Traitements par ARN interférents en cardiologie : pourquoi ce n’est pas de la thérapie génique

Pr Jean-Sébastien Hulot
Département Médico-Universitaire Cardiovasculaire & Transplantation
Hôpital Européen Georges Pompidou
Paris, France
La cardiologie est une discipline où l’on a déjà beaucoup entendu parler de biothérapies que ce soit de thérapies cellulaires ou géniques, notamment pour le traitement des cardiomyopathies et de l’insuffisance cardiaque. Pourtant, l’ARN interférence ne correspond pas à ce type de biothérapies et il ne faut pas la confondre avec la thérapie génique.
Thérapie génique veut dire soigner par le gène. On entend donc par thérapie génique, des approches qui visent directement le niveau du gène, donc le niveau de l’ADN et donc du code génétique contenu dans le noyau cellulaire. On intervient donc au niveau même de la bibliothèque. Intuitivement, on comprend que les approches de thérapies géniques sont particulièrement appropriées pour le traitement des maladies génétiques, c’est à dire des maladies provenant d’anomalies (des mutations) au niveau du code génétique. L’approche de thérapie génique consiste donc à venir corriger le gène au niveau de l’ADN ou alors à venir substituer le gène muté et malade par un gène normal. Dans l’approche de thérapie génique, on manipule de l’ADN. On cherche globalement à remplacer ou à corriger un code génétique anormal par un autre ADN qui lui sera normal.

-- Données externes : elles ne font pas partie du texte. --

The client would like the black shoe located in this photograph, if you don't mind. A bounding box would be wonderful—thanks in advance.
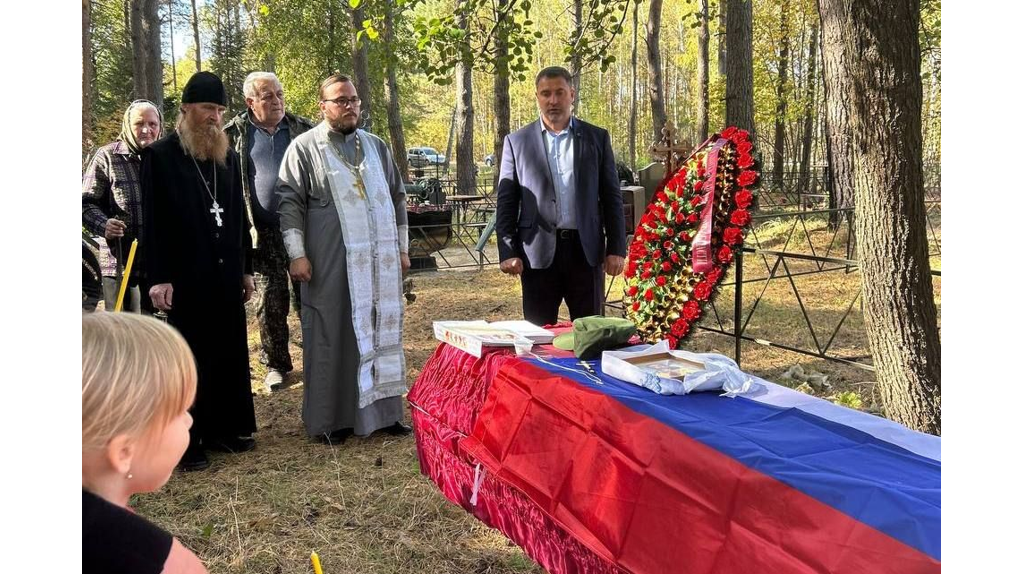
[210,437,256,453]
[178,446,210,473]
[317,429,355,445]
[381,421,413,437]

Or, les ARN interférents n’agissent pas au niveau du noyau mais au niveau du cytoplasme. Ils n’interférent pas avec le code génétique mais avec la copie de ce code au niveau de l’ARN. Enfin, nous avons vu qu’ils agissent selon un mécanisme très différent qui interfère avec l’expression des gènes ce qui n’a rien à voir avec une supplémentation génique. Il faut probablement considérer les ARN interférents comme un nouveau type de thérapie moléculaire qui interagit avec le produit des gènes. Ce n’est pas de la thérapie génique.

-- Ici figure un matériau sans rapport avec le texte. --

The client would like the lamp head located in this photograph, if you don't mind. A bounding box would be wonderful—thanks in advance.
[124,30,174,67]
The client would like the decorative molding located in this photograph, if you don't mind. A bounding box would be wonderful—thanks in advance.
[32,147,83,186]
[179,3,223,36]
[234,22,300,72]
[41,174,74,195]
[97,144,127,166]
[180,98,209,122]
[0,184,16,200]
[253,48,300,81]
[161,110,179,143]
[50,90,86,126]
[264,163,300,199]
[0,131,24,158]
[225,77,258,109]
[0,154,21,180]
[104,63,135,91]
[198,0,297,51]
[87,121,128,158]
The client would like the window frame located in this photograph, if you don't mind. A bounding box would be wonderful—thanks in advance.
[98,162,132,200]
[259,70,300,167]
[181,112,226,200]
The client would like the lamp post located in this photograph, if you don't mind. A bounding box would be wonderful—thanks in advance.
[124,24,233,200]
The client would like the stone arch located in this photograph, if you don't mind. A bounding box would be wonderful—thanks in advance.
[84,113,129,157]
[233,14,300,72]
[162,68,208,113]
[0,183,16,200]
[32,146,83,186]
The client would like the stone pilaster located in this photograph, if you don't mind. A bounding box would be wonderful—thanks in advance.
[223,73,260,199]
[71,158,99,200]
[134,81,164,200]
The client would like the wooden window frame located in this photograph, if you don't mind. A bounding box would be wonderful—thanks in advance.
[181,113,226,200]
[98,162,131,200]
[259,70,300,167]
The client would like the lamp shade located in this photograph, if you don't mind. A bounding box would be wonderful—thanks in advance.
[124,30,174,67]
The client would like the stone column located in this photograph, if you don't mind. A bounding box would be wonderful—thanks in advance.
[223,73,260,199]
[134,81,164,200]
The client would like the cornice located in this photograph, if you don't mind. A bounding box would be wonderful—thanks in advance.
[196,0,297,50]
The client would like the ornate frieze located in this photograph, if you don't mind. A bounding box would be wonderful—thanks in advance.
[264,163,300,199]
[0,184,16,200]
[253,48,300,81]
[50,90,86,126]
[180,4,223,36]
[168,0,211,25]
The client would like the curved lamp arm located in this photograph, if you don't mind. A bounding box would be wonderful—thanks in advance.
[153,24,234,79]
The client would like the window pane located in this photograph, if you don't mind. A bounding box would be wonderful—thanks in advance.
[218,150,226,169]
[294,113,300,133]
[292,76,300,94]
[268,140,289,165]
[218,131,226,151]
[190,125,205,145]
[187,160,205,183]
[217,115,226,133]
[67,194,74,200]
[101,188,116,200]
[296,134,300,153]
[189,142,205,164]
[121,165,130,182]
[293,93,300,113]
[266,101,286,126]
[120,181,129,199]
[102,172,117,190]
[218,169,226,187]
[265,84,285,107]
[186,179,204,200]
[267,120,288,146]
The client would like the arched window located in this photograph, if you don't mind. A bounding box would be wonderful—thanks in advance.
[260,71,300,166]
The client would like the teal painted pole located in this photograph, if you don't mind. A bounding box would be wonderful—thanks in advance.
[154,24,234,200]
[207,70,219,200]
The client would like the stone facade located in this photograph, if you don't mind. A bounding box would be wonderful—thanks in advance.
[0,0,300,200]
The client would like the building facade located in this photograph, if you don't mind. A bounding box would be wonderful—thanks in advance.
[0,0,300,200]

Ce qui peut parfois créer de la confusion, c’est qu’on peut aussi modifier l’expression des gènes avec des molécules d’ADN. Ce sont des oligonucléotides anti-sens (aussi dits ASO). Ils agissent par complémentarité de séquence d’un ARN messager cible. Ils se fixent donc sur la séquence complémentaire de l’ARN messager mais ils ne peuvent pas mobiliser le complexe RISC à la différence des ARN interférents. Ainsi, ils vont accélérer la dégradation de l’ARN messager cible mais par une voie traditionnelle de dégradation enzymatique (RNase H1) des couples ARN : ADN. Ces oligonucléotides anti-sens se rapprochent donc beaucoup des ARN interférents dans l’objectif final d’inhiber la traduction d’un ARN messager cible, mais le mécanisme mis en jeu est fort différent. Certains oligonucléotides anti-sens ont aussi des applications thérapeutiques qui concernent les cardiologues, comme dans le domaine des hypercholestérolémies.

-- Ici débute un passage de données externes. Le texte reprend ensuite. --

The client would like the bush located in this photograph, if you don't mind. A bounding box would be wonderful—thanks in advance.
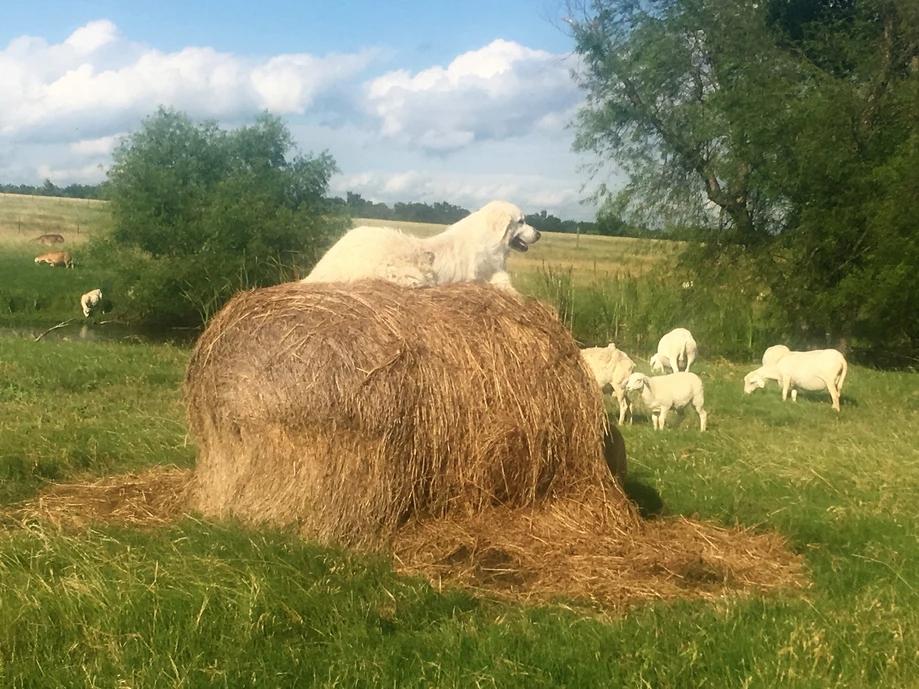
[94,109,347,325]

Dernier niveau de la compréhension : les microARN. Les microARN fonctionnent en fait des ARN interférents naturels ! On savait que notre génome (au niveau de l’ADN) comporte de nombreuses régions de fonction inconnues et qui pouvaient exprimer des petits morceaux d’ARN dont on ne comprenait pas la fonction. La découverte du mécanisme d’ARN interférence a permis de comprendre que certains de ces petits ARN naturels (donc ces microARN) peuvent mobiliser le complexe RISC et venir aussi interférer avec des ARN messagers par complémentarité de séquence. Il s’agit en fait d’un système naturel de régulation de l’expression génique. Pour faire simple, toutes nos cellules possèdent une copie entière de la bibliothèque ! Mais toutes les cellules n’ont pas besoin de lire tous les livres, les cellules cardiaques par exemple font appel à des plans de fabrication qui ne sont pas les mêmes que nos cellules nerveuses par exemple. Les microARN sont ainsi un des moyens naturels de venir inhiber l’expression d’ARN messagers qui ne sont pas souhaitables dans un type de cellule différenciée. Il existe ici aussi des microARN thérapeutiques, car certains microARN sont dérégulés dans certaines maladies. Mais ici aussi, ce n’est pas de la thérapie génique.